Protesters demand justice and block ATMs on campus
Video by Jason Rejali and Mason Rockfellow
Correction: a previous version of this article misspelled the name of University Police Department Deputy Chief Reginald Parson as “Parsons,” and also made reference to him as the UPD Chief Reginald Parson. Both errors have since been corrected.
SF State students demanded California State Universities divest from companies supporting the Keystone XL Pipeline and the North Dakota Access Pipeline by blocking the Wells Fargo and Bank of America ATMs outside the bookstore at noon Wednesday.
Members of the student organization Justice protested in front of the ATMs, keeping students from using the machines in a call for the University to replace them with credit union machines.

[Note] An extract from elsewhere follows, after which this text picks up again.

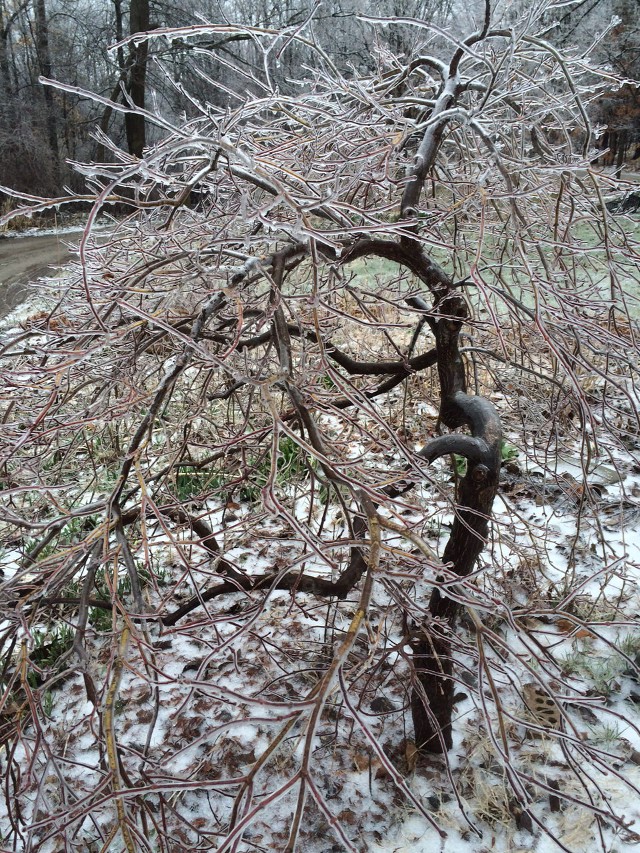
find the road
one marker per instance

“They told me I couldn’t use it and they’re going to keep protesting until Wells Fargo divests their support of the pipeline in Dakota,” said Martha Griswold, an SF State graduate student. “I do support the protest, but I wish there was some way that it didn’t inconvenience me.”
There was a lot of back-and-forth exchange between demonstrators and students who wanted to access their bank accounts.
Eleven police officers arrived around 1:30 p.m. and spoke with the organizers from Justice. No students were arrested during the protest.
“Although students have a right to express free speech, they were violating portions of the Student Code of Conduct by blocking direct access to the machines,” University Police Department Deputy Chief Reginald Parson said via email.
SF State student Josh Fick said he bought his girlfriend flowers and needed to use a Wells Fargo Bank ATM to get bus fare.
Jessie Domingo services the campus machines and attempted to make a repair on Wednesday, but was also impeded and walled off by the student demonstration.
University Corporation Executive Director Jason Porth and Arthur Savangsy of the Student Kouncil of Intertribal Nations, represented the University and the protesters in a mediation where a list of demands was given.
“The importance is that the U.S. recognizes their commitment to a people that they’ve already put down in paper, you know? And now they’re going back on their word,” said SF State art education major Jessica Monette.
Monette said standing up for this fight is demanding respect for everyone, not just Native Americans. “It’s our rights for water and it’s everyone’s rights — it’s everybody’s fight,” Monette said.
“We were originally notified of the activity in front of the ATMs when a member of the campus community attempted to use one of the machines but felt as if his/her access were denied,” UPD Deputy Chief Parson said via email.
Parson also stressed that UPD, in partnership with the University, supports peaceful campus activities and First Amendment speech protection.
“In general, our role within UPD is to maximize the value of the student experience, but do so in a way that peacefully protects all parties involved,” Parson said.